The development of the individual towards perfection we hold to be a sacred duty, and we work for the common good as a means of achieving this goal.

The work of magic is the work of humankind. The famous schema of the Qabalah, the ‘Tree of Life’, which indicates an entire philosophy by means of ten circles and twenty-two connecting lines, is sometimes taken to be an objective plan of the universe. It is not. It is altogether subjective. It is the plan of the universe interpreted through the focusing lens of human nature. That is both the limit of what we can know and the limit of what concerns us. The perfection to which we aspire must be perfection of the human kind.
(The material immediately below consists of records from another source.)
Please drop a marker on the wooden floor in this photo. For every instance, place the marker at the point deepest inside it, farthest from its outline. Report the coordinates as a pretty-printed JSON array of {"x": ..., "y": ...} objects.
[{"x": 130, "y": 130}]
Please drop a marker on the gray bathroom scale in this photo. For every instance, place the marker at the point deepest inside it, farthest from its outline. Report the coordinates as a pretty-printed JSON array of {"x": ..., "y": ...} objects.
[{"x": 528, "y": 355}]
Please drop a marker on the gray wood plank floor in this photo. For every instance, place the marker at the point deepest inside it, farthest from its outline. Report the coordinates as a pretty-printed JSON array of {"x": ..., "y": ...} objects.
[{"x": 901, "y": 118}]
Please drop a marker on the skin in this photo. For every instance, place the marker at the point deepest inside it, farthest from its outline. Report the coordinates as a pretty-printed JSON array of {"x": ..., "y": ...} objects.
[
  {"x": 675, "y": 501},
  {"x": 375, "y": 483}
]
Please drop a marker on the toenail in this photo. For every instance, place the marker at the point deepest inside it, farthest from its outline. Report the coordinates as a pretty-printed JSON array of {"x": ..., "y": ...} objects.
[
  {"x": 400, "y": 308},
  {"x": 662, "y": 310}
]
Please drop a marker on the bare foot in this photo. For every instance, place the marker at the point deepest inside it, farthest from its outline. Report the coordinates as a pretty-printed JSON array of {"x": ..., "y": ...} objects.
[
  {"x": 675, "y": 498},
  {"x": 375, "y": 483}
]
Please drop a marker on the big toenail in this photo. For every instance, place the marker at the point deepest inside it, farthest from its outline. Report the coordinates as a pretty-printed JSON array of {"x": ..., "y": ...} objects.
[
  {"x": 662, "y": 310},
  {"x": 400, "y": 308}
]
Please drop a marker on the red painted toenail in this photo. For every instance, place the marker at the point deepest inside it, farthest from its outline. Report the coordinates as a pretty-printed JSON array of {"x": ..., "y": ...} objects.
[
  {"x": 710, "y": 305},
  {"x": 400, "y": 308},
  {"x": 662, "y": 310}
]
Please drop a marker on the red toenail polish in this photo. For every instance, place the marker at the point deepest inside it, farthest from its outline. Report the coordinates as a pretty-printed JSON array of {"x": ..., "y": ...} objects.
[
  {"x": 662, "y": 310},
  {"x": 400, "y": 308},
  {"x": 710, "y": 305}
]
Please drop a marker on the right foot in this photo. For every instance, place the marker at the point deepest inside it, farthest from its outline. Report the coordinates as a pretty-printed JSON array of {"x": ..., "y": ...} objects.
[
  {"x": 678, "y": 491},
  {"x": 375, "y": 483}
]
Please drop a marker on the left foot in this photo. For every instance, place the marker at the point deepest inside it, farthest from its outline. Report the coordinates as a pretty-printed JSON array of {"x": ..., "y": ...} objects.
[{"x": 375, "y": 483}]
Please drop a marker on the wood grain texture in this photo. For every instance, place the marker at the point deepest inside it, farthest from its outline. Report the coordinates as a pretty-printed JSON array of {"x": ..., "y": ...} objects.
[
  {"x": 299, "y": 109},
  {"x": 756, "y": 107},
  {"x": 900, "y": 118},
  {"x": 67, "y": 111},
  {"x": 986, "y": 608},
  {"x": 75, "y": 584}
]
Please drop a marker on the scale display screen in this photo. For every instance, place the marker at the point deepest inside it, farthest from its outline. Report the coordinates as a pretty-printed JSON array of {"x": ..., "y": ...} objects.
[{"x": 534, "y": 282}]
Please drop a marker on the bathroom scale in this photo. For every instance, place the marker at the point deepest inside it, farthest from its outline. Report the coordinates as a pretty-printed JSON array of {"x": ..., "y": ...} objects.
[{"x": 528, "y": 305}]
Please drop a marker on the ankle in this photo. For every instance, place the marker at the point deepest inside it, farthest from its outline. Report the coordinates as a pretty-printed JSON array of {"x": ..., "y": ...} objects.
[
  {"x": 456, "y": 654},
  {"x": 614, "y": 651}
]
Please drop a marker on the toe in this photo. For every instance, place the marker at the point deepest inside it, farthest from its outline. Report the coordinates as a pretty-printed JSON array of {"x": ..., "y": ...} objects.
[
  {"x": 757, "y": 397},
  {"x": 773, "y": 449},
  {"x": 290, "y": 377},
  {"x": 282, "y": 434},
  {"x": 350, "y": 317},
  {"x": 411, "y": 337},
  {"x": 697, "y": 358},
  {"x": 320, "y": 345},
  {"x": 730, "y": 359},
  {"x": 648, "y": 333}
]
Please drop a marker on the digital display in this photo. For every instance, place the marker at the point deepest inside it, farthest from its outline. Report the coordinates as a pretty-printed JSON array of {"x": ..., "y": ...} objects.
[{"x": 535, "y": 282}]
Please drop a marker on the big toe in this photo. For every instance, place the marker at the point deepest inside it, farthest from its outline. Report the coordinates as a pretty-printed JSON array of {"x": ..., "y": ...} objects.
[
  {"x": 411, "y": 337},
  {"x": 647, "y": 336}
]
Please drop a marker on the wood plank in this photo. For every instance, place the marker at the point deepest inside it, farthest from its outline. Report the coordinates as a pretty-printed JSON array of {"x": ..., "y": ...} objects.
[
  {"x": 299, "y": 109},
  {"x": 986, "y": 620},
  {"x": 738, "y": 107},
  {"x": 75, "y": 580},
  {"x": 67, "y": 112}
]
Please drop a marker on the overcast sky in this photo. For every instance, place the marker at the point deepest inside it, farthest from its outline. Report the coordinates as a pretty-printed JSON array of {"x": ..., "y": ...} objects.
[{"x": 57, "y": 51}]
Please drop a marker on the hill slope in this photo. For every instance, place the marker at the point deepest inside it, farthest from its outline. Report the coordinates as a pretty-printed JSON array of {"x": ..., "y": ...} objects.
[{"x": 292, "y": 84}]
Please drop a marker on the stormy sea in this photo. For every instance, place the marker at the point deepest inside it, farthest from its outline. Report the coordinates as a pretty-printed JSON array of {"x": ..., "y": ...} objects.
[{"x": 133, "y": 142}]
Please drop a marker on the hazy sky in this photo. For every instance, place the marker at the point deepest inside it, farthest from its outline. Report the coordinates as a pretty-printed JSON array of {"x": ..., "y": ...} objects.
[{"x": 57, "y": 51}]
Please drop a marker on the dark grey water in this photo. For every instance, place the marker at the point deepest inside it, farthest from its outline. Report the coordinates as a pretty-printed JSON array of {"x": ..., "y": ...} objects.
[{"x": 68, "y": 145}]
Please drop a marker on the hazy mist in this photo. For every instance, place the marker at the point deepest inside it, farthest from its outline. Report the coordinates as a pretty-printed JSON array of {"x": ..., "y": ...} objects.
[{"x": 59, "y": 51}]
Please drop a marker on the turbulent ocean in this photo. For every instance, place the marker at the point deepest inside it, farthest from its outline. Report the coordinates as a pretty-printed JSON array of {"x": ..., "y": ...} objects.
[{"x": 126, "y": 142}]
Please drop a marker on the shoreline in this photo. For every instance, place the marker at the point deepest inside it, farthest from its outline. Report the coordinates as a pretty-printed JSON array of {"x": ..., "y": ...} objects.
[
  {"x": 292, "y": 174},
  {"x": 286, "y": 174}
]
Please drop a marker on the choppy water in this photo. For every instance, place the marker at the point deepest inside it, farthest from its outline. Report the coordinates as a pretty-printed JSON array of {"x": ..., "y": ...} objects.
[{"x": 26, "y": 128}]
This aspiration towards perfection is essential to all who follow the path of Magic. Here is no place for scruples about spiritual narcissism or pride or anything of that sort. To reject this harmony would be to will a disharmony in the universal fabric, and would be at least as great a catastrophe as the defects it might seem to avoid. This aspiration and reverent sense of purpose are the sure mark of the true student of Qabalah.

There is the human being, the microcosm, containing within the self a reflection of all those forces perceived in the external universe and, step-by-step, in magical training, becoming aware of those forces and at the same time learning to evoke and control them. For this is the truth, which the guardians of the Qabalah have known through the ages: the inner world and the outer are more closely related than is ever dreamed of by the average person, who thinks of the self as the victim of external circumstances; and the inner world is the more potent.

We make our world, or we are crushed by the worlds made by others. The greater our understanding and the more enlightened our spirit, the better we will carry out this essential task.